The next relationship we’ll talk about is one that’s likely very familiar: business ownership. Most 

people associate the phrase “relationship with business” with this definition in particular. Being a 

business owner means that you own a piece of a company, possibly through an investment 

group or even another company. You then get to make decisions about that business and set 

the tone for how it operates. It’s also possible to hire employees and get paid. The focus of this 

relationship is obviously on the business you own rather than your place in it.

However, there is another side to this relationship: investor. As an investor, you give money to a 

business in exchange for partial ownership and compensation if the company does well 

financially (but no say in how the company is run). This works almost exactly like owning a stake 

in a company except that there’s no actual ownership stake involved. Often times this investment can be a way to make a lot of money quickly.

3) Entrepreneur (and Business Ownership)

The last relationship with business that we’ll discuss here is one that’s very creative and can 

also be used in conjunction with the two above: entrepreneurship. Being an entrepreneur means 

that you start a company without any money or employees, but eventually you make a profit. 

This is a creative endeavour and there are several ways to do it depending on your skill set and 

goals. For example, you could find investors, develop your idea into something tangible, or even 

just keep working on your idea until someone buys it from you for an amount of money greater than the original investment.

As an entrepreneur, you get to make your own rules and set your own pace. The biggest thing 

to note here is that often times entrepreneurs don’t work for other people, but other 

entrepreneurs. They help one another run their companies while also pursuing their own interests.

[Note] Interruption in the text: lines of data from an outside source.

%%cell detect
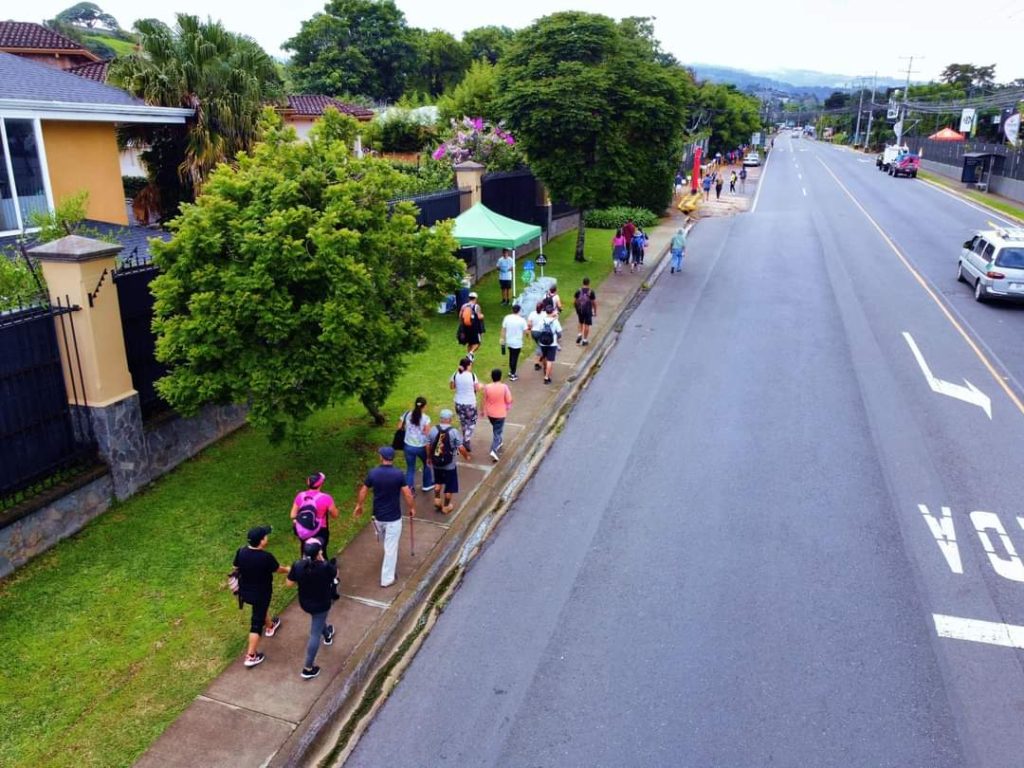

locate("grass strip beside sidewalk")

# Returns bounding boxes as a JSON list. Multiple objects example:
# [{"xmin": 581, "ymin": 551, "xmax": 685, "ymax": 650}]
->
[
  {"xmin": 0, "ymin": 225, "xmax": 611, "ymax": 768},
  {"xmin": 918, "ymin": 169, "xmax": 1024, "ymax": 221}
]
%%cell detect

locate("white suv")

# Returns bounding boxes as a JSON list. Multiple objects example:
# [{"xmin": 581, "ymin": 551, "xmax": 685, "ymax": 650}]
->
[{"xmin": 956, "ymin": 227, "xmax": 1024, "ymax": 301}]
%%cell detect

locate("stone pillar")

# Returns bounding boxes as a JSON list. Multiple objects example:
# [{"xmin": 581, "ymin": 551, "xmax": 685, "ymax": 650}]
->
[
  {"xmin": 29, "ymin": 234, "xmax": 150, "ymax": 499},
  {"xmin": 455, "ymin": 160, "xmax": 487, "ymax": 211}
]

4) Business Owner (and Entrepreneur)

Lastly, there’s the special type of entrepreneur called a business owner / entrepreneur. These 

people are essentially both entrepreneurs and business owners at once! Whilst they might not 

do everything on their own, they usually find ways to work together with fellow business owners 

for profit or profit-making purposes. Many times this relationship involves both being your own 

boss and running an account on one of the many business management platforms available.

5) Business Owner (and Entrepreneur)

As mentioned at the beginning of the post, you could be an employee, entrepreneur, or 

business owner. The more definitions there are for your relationship with business, the greater 

your opportunities are to have a rich, fulfilling experience. If you are just starting out in this 

industry you might be curious about how to choose which business type works best for you! 

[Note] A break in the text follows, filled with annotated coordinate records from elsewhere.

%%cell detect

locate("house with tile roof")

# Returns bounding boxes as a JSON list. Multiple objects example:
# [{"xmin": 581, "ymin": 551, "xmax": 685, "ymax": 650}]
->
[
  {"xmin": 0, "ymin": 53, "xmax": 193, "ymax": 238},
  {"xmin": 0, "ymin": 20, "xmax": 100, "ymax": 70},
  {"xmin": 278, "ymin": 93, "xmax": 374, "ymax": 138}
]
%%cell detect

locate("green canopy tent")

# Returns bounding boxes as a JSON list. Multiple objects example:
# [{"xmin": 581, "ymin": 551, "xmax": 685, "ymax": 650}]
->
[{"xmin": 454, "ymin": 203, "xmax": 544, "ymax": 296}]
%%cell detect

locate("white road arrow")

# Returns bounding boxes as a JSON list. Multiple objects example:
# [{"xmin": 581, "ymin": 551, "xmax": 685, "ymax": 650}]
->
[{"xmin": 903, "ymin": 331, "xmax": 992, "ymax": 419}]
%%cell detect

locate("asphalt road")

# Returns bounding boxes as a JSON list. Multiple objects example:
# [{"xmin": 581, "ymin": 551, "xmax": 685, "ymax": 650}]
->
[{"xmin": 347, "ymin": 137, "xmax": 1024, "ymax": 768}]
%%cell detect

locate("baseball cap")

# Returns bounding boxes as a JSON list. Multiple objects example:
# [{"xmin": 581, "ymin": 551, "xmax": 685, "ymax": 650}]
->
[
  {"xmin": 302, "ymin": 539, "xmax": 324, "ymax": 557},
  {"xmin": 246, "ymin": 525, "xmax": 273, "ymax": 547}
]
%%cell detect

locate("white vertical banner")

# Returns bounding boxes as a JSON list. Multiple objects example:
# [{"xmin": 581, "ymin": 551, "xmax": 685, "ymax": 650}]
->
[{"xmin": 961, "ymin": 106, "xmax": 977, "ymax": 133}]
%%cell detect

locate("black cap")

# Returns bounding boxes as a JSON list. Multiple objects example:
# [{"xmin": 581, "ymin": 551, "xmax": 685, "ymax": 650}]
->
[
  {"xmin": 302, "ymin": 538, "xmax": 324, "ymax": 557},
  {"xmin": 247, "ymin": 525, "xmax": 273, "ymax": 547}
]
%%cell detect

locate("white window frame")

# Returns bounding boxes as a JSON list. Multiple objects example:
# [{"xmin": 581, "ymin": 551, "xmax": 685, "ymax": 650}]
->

Take this time to think about what kind of role best suits your personality and how it will fit into 

any future plans. Remember, you can have a relationship with business in more than one way. 

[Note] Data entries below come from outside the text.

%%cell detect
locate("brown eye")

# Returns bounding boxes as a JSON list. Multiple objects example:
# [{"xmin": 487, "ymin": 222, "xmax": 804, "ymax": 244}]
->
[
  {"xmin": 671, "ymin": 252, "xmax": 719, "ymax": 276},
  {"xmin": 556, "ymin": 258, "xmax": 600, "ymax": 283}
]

You don’t have to choose just one! http://macledge.com/

. Statements of Opinion and/or Professional Advice are those of Authors; your alternative 

Avatar for Aaron Finch

Aaron Finch

There are many labels that could be given to describe me, but one thing’s for certain: I am an entrepreneur with passion. Whether it's building websites and social media campaigns for new businesses or traveling the world on business trips - being entrepreneurs means constantly looking at yourself in a different light so as not get bored of your own success!